Configuring SiteProtector split writing

Use the SiteProtector Split Writing page to configure options that enable the Network IPS appliance to report events to two SiteProtector™ systems (primary and secondary) simultaneously for event backup.

Before you begin

To enable this feature, you must complete the following tasks:

  1. Register the Network IPS appliance with a primary SiteProtector system by configuring options from the Network IPS Local Management Interface (LMI) at Manage System Settings > Appliance > SiteProtector Management.
  2. Enable a secondary SiteProtector system by configuring options from the SiteProtector system at Policy > Split Writing.

About this task

The primary SiteProtector system manages the Network IPS appliance and reports events from the appliance. For robust management, you can configure the appliance to register with a SiteProtector system that has multiple Agent Managers. To add multiple Agent Managers for the primary SiteProtector system, see the procedure in Configuring SiteProtector Management in the Network IPS Local Management Interface to configure options for each Agent Manager that you want to add to the list of Agent Managers. The appliance can communicate with only one Agent Manager at a time. When the appliance loses communication with the current Agent Manager, the appliance moves to the next Agent Manager in the list.

The secondary SiteProtector system handles event backup, but does not manage the appliance if the appliance can still communicate with the primary SiteProtector system. For added robustness, you can configure the appliance to register with a secondary SiteProtector system that has multiple Agent Managers. To add multiple Agent Managers for the secondary SiteProtector system, follow the procedure in this topic. The appliance reports events to one Agent Manager at a time. When the appliance fails to report to the current Agent Manager, the appliance moves to the next Agent Manager in the list.

When the appliance is registered to the primary SiteProtector system and is configured for split writing, the primary SiteProtector system manages the appliance and reports events to both the primary SiteProtector system and the secondary SiteProtector system. If the primary SiteProtector system fails, the secondary SiteProtector system takes over management duty from the primary SiteProtector system. The appliance uses the existing group policy that is configured for the secondary SiteProtector system.

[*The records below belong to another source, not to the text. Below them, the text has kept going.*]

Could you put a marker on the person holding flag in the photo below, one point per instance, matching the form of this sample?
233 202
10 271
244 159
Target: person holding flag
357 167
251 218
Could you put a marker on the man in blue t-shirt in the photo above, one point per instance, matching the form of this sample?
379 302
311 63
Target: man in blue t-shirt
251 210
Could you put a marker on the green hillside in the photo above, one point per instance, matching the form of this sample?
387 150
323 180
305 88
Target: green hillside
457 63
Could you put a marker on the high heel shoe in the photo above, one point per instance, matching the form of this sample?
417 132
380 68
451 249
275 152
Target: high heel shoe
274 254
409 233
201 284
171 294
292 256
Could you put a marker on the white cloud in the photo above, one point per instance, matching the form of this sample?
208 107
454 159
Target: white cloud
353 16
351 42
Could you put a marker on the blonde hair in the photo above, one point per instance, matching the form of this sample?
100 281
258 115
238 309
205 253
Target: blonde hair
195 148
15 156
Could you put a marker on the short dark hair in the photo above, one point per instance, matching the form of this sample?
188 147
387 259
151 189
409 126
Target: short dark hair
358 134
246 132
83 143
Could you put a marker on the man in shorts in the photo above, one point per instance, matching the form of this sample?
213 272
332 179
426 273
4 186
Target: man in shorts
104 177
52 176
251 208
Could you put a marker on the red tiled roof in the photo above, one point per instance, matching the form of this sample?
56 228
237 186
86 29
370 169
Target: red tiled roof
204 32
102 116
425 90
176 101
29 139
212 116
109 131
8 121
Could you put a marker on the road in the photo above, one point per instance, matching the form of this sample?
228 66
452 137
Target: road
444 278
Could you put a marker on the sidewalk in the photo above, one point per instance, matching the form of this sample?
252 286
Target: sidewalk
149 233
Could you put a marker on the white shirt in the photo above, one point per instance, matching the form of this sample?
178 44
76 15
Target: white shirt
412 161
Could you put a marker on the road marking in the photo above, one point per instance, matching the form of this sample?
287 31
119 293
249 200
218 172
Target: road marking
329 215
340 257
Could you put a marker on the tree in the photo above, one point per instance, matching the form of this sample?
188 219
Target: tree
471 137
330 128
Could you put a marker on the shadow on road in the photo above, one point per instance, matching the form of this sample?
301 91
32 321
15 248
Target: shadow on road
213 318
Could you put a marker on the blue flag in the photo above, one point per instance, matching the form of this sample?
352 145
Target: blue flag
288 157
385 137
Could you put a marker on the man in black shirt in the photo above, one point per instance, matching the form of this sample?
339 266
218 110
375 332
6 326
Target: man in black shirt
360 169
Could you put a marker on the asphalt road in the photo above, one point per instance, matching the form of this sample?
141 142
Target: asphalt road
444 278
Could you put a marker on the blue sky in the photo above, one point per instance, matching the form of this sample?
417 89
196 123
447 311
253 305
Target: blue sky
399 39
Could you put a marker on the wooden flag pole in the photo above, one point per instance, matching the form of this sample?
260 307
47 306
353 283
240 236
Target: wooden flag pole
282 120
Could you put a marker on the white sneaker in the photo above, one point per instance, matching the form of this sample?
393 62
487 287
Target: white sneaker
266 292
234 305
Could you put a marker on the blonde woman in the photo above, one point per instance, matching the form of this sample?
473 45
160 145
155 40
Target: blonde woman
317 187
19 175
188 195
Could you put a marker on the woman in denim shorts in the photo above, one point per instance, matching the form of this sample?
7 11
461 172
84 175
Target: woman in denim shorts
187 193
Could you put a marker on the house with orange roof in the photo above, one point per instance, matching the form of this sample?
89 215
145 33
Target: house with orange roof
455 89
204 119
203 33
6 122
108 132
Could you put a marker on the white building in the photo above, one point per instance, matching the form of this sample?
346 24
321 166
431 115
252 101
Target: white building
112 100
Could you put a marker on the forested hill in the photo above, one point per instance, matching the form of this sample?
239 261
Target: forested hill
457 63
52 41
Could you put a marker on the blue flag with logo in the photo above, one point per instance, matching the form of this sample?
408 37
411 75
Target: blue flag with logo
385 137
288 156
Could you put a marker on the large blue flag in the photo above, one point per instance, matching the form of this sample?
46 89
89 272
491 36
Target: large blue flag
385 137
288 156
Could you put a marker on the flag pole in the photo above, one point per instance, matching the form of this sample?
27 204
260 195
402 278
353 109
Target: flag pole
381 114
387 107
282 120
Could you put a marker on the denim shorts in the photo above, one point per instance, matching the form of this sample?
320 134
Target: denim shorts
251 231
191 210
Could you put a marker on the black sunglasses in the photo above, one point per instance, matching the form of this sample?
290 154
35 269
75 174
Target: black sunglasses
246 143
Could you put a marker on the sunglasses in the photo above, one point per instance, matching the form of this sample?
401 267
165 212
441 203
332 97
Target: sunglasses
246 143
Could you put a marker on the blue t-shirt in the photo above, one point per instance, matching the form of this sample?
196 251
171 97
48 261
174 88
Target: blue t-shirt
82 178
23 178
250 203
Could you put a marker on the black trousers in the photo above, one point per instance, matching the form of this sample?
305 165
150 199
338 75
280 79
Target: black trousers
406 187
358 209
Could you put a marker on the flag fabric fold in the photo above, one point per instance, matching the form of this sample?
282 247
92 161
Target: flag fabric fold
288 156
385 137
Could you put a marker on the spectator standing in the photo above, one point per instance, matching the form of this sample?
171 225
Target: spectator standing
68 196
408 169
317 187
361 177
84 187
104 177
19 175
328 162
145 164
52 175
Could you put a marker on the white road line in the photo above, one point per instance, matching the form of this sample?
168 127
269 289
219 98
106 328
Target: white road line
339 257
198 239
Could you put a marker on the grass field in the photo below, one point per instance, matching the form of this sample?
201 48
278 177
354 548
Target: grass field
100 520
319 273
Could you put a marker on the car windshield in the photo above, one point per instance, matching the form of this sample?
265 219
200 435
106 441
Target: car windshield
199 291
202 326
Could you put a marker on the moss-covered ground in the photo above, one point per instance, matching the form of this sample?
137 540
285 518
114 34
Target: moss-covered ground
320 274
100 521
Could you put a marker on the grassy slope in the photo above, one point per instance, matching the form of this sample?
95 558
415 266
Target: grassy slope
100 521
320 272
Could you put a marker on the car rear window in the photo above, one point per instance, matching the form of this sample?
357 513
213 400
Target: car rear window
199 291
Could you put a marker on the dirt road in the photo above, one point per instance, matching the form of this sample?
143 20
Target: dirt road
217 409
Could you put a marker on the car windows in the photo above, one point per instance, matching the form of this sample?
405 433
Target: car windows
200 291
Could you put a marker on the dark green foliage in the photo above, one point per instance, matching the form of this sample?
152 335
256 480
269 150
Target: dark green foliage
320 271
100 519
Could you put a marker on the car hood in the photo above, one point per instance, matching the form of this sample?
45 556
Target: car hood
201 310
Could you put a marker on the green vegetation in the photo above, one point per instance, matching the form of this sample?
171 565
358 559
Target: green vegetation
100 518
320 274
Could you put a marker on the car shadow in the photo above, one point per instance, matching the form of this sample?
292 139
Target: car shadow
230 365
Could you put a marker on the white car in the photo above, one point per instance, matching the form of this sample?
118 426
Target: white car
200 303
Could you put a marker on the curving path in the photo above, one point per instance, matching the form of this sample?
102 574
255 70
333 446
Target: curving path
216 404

If the primary SiteProtector system recovers from the communication failure, appliance management does not automatically revert to the primary SiteProtector system. To establish communication with the primary SiteProtector system, take one of the following actions:
  1. Register the Network IPS appliance to the primary SiteProtector system again by configuring options from the Network IPS LMI at Manage System Settings > Appliance > SiteProtector Management.
  2. Disable the split writing feature from the SiteProtector system at Policy > Split Writing.
Important: The cryptography level for SiteProtector registration also applies to split writing. Make sure that the cryptography level for the secondary SiteProtector system is compatible with the cryptography level that you configured when you registered the Network IPS appliance with the primary SiteProtector system.

Procedure

  1. From the SiteProtector system, select Policy > Split Writing.
  2. Click the SiteProtector Split Writing tab, and select the Enable SiteProtector Split Writing check box.
  3. Configure the following options for the secondary SiteProtector system:
    Option Description
    Local Settings Override SiteProtector Group Settings The appliance maintains all local settings. Any group policy settings that are set in the secondary SiteProtector system do not affect this appliance.
    Note: If you do not select this option, the appliance inherits the settings of the secondary SiteProtector system group that you specify at the first heartbeat.
    Desired SiteProtector Group for Sensor The name of the secondary SiteProtector system group to which the appliance belongs.
    Important: Assign the appliance to a group that contains only other Network IPS appliances.
    Heartbeat Interval (secs) Type the number of seconds that the appliance waits between sending heartbeats to the secondary SiteProtector system.
    Note: Valid entries are 300 - 86,400 seconds.
  4. In the Agent Manager Configuration area, click the Add icon and configure options for each Agent Manager that you want to add to the list of Agent Managers:
    Option Description
    Authentication Level Specifies the level of trust.
    Note: The default option first-time-trust is the best choice for most environments.
    Agent Manager Name Lists the Agent Manager name exactly how it is displayed in the secondary SiteProtector system (case-sensitive).
    Agent Manager Address Lists the IP address of the Agent.
    Note: This entry supports IPv4 and IPv6 addresses.
    Agent Manager Port Specifies the port number where the Agent is; the default value is 3995.
    Note: You can type a new port number, but you must also configure the new port number locally on the Agent Manager itself.
    Use Proxy Settings Specifies whether proxy settings are enabled or not.
    Proxy Server Address Lists the IP address of the proxy server.
    Proxy Server Port Lists the port number of the proxy server.